Please post a follow-up photo from the play!
Mike MoranFebruary 20, 2007
David I'm exhausted just looking at all this! Your energy and drive amazes me with every project you take on.
Of course you have some great motivation for making these. Anna and the whole school district should be proud of you.
Nancy StahlFebruary 20, 2007
Gasp...! Amazing is right..! Who had the studio space? It really does work with the figures in front. Congratulations. A labor of love that exudes your love for your daughter.
randyFebruary 20, 2007
All I can say is.....HOLY SHIT!!!
I've done my share of theatrical sets but.....HOLY SHIT!!!
This is unf***ing amazing. Does Anna realize what a treasure of a dad she has?
OK....tomorrow you get a big hug from me for this glorious acomplishment.
You never cease to amaze me my pal.
See ya tomorra.
Christoph HitzFebruary 20, 2007
I used to help my Dad who did set's for the local theater.

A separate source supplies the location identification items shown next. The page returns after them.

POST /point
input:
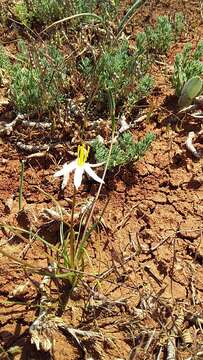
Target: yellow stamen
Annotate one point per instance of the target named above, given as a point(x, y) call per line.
point(82, 154)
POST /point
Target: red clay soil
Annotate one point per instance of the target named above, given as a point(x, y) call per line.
point(147, 253)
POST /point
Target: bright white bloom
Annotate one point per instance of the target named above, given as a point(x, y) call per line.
point(79, 166)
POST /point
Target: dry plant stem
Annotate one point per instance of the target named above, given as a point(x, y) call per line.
point(72, 236)
point(20, 119)
point(190, 146)
point(70, 18)
point(36, 326)
point(86, 232)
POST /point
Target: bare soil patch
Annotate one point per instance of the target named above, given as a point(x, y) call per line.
point(144, 278)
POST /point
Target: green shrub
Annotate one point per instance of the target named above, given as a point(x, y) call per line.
point(187, 65)
point(159, 39)
point(117, 70)
point(48, 11)
point(36, 78)
point(124, 151)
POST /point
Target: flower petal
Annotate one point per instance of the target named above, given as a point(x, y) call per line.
point(65, 172)
point(92, 174)
point(78, 176)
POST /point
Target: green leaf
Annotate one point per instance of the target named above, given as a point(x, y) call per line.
point(190, 90)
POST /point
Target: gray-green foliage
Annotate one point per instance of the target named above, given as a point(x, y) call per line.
point(124, 151)
point(144, 87)
point(158, 39)
point(48, 11)
point(190, 90)
point(36, 78)
point(119, 68)
point(187, 65)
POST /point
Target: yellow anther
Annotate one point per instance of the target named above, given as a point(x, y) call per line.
point(82, 154)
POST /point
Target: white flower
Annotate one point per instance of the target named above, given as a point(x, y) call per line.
point(79, 166)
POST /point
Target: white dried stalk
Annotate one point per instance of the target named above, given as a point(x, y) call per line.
point(20, 119)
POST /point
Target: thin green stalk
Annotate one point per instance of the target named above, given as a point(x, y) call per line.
point(86, 232)
point(129, 14)
point(70, 18)
point(22, 169)
point(72, 233)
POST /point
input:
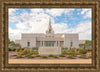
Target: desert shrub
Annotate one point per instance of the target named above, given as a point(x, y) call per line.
point(25, 52)
point(55, 57)
point(36, 52)
point(37, 56)
point(13, 55)
point(82, 56)
point(29, 56)
point(43, 57)
point(70, 57)
point(21, 53)
point(71, 53)
point(61, 55)
point(89, 56)
point(18, 49)
point(35, 48)
point(19, 56)
point(50, 55)
point(13, 49)
point(22, 49)
point(63, 52)
point(9, 49)
point(83, 51)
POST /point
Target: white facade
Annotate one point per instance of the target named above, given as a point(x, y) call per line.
point(49, 39)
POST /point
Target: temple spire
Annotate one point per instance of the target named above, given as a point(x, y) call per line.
point(49, 30)
point(49, 23)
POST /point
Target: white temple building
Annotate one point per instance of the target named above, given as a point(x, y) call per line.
point(50, 39)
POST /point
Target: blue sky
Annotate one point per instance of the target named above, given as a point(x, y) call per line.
point(64, 20)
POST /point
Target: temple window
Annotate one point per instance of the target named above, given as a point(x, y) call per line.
point(28, 44)
point(71, 44)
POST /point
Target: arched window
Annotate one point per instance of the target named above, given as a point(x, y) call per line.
point(71, 43)
point(49, 30)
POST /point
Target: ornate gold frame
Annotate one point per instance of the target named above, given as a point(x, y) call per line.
point(4, 5)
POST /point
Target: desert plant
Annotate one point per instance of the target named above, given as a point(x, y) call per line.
point(19, 56)
point(43, 57)
point(37, 56)
point(83, 51)
point(89, 56)
point(18, 49)
point(13, 55)
point(13, 49)
point(9, 49)
point(82, 56)
point(21, 53)
point(55, 57)
point(70, 57)
point(29, 56)
point(61, 55)
point(63, 52)
point(36, 52)
point(24, 52)
point(50, 55)
point(22, 49)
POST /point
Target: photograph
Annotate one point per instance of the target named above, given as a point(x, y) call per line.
point(50, 35)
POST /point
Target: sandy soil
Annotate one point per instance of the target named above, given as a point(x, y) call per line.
point(47, 61)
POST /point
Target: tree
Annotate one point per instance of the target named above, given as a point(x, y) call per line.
point(88, 43)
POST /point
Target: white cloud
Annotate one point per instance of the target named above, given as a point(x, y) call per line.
point(83, 29)
point(11, 11)
point(87, 12)
point(58, 12)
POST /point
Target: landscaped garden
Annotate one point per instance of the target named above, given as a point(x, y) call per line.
point(67, 53)
point(16, 52)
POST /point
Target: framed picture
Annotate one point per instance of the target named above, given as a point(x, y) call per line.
point(49, 35)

It's fun working in a large scale. This set looks like it's for the big league at Lincoln Center, very professional and gigantic.
Mark FisherFebruary 21, 2007
David,!! Beautiful!! A Thoroughly Fantastic Dad.
Hal MayforthFebruary 21, 2007
Most excellent, David. There is nothing comparable to the moment when the lights go down, the curtain first opens, and the audience gasps at the sheer spectacle of the scenery. That gasp is for you!
Leo EspinosaFebruary 28, 2007
They told me things get challenging as they grow up but nobody warned me about backdrops. Yikes!
Way to go David, you're the DAD!
Stephen KroningerMay 8, 2009
Been thinking a lot of you lately. Our daughters nabbed the lead (same part, different nights) in the 5th grade production of SINGIN' IN THE RAIN. I've been enlisted to design and supervise the painting of the backdrops. I'm hope they're not expecting anything on the level that you've achieved.
Stephen KroningerMay 8, 2009
I've been thinking of you a lot lately. Our daughters are playing the lead in their 5th grade production of SINGIN' IN THE RAIN (same part, different nights). I've been enlisted to design and supervise the painting of the flats. If I can do a mere fraction of the terrific job you did I will go to sleep a deeply satisfied man. Thanks for the inspiration.
Tim OBrienMay 8, 2009
Me too. Cassius is Pigpen in a production of Charlie Brown and the Spelling Bee. I designed the set and tomorrow I have to go and do it.
Last year I did the Tom Sawyer set and again this year, all I can think of is how great this set was.
Kroninger is going to need hedge trimmers to cut huge pieces of paper.